Jak podkreślała sołtysa w rozmowie z Nowinami zbiory zbóż były w Krowiarkach bardzo udane. – Narzekania rolników, które do mnie dotarły dotyczą upraw buraka, ziemniaków czy kukurydzy – mówiła. Zboża i kukurydza to dwie chluby ziemi krowiarskiej, które w tym roku obrodziły na tyle by rolnicy czuli się zadowoleni. A jak sołtys Kowacz podeszła do organizacji najważniejszej imprezy rolniczej w gminie? – Chcemy podtrzymywać tradycyjne obchody ale z udziałem kolejnych pokoleń. Wprowadzamy do organizowania dożynek młodych mieszkańców. W tym roku wielu z nich się zaangażowało – cieszy się sołtys Gizela.
Korowód z reprezentacjami wszystkich sołectw wyruszły z ul. Kościuszki. Przejechał pół wsi i ruszył do Amandowa. Tam spod ołtarza polowego powrócił do Krowiarek i zatrzymał się przy posesji państwa Szubów gdzie ustawiono drugi z dożynkowych ołtarzy. Zanim dożynkowi goście udali się na mszę do miejscowego kościoła mieli przystanek w biesiadnym namiocie.
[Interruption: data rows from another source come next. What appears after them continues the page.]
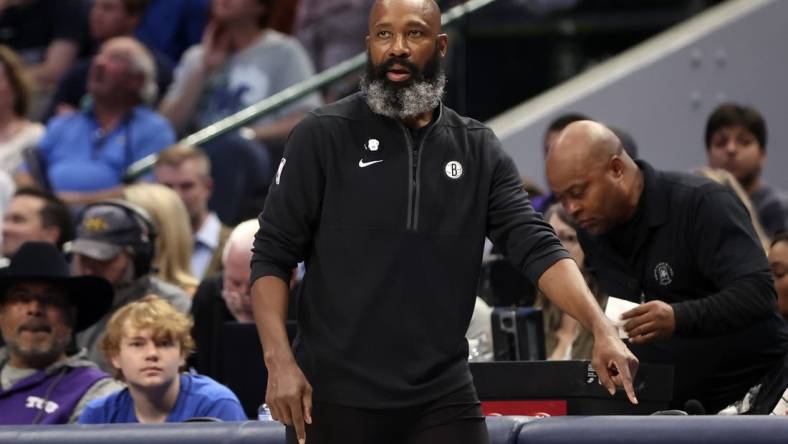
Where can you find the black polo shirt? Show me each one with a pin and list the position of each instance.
(691, 244)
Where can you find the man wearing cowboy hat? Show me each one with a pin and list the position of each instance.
(41, 306)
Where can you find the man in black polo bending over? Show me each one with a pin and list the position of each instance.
(388, 196)
(685, 249)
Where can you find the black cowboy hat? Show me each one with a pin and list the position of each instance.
(42, 262)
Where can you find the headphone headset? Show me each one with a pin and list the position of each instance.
(144, 250)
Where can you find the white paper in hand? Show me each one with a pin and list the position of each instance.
(615, 307)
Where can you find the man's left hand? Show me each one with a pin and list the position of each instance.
(649, 321)
(614, 363)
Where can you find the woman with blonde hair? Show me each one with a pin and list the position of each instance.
(17, 132)
(174, 242)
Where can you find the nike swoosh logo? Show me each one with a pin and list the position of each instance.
(362, 164)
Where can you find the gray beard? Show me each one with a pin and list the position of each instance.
(401, 103)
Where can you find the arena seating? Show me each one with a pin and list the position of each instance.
(503, 430)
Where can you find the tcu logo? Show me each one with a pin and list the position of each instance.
(34, 402)
(453, 169)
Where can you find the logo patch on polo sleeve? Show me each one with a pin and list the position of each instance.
(663, 273)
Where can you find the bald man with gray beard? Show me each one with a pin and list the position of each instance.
(388, 196)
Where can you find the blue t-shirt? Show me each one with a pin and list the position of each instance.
(198, 396)
(78, 157)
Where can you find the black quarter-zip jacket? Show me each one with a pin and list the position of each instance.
(392, 234)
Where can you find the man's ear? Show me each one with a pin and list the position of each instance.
(115, 362)
(443, 44)
(616, 166)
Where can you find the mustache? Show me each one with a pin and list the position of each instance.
(389, 64)
(35, 325)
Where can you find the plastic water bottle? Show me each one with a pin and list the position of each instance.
(264, 413)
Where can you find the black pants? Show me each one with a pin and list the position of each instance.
(455, 418)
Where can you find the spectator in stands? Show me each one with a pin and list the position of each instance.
(682, 246)
(240, 62)
(187, 170)
(223, 298)
(736, 138)
(108, 19)
(40, 307)
(542, 202)
(47, 34)
(116, 240)
(174, 242)
(147, 342)
(329, 31)
(778, 260)
(101, 142)
(16, 131)
(173, 26)
(35, 215)
(565, 338)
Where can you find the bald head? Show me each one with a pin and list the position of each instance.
(585, 142)
(592, 176)
(428, 10)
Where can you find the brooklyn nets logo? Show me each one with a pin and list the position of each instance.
(453, 169)
(663, 273)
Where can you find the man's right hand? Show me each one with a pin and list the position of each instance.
(289, 396)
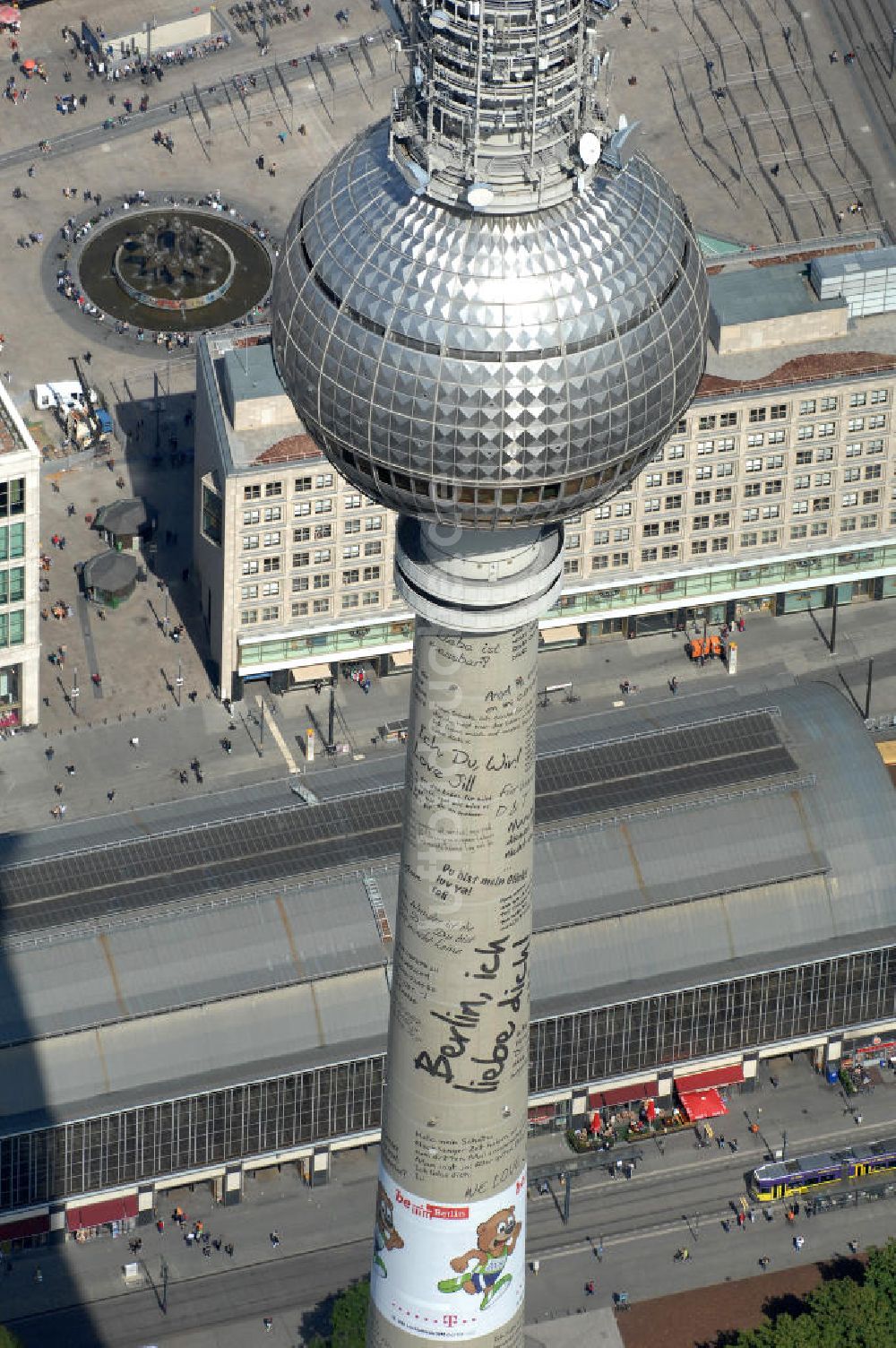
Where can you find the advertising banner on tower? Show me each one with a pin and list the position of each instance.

Korwód prowadzili jeźdźcy na koniach. Przygrywała orkiestra sprowadzona z Pruszkowa. Gośćmi specjalnymi byli Niemcy – partnerzy z Liederbach. Ich delegacje chętnie odwiedzają pietrowiczan. Przybywają na większe uroczystości gminne. Tym razem zjawił się przedstawiciel samorządu Dieter Herbert, szef straży pożarnej z Liederbach i pracownik Czerwonego Krzyża. Skład siedmioosobowej delegacji uzupełnili mieszkańcy zaprzyjaźnionej gminy. W bryczce dla specjalnych gości zasiadł poseł Henryk Siedlaczek.
W roli starosty debiutował Piotr Wilczek, 47-latek, który prowadzi rodzinne gospodarstwo o areale 80 ha. Specjalizuje się w produkcji zwierzęcej i roślinnej, uprawia pszenica i rzepak.
– Na naszym rejonie susza nie doskwierała, ale na kukurydzy i burakach ją odczujemy. Zboża poradziły sobie nieźle – ocenił tegoroczne żniwa.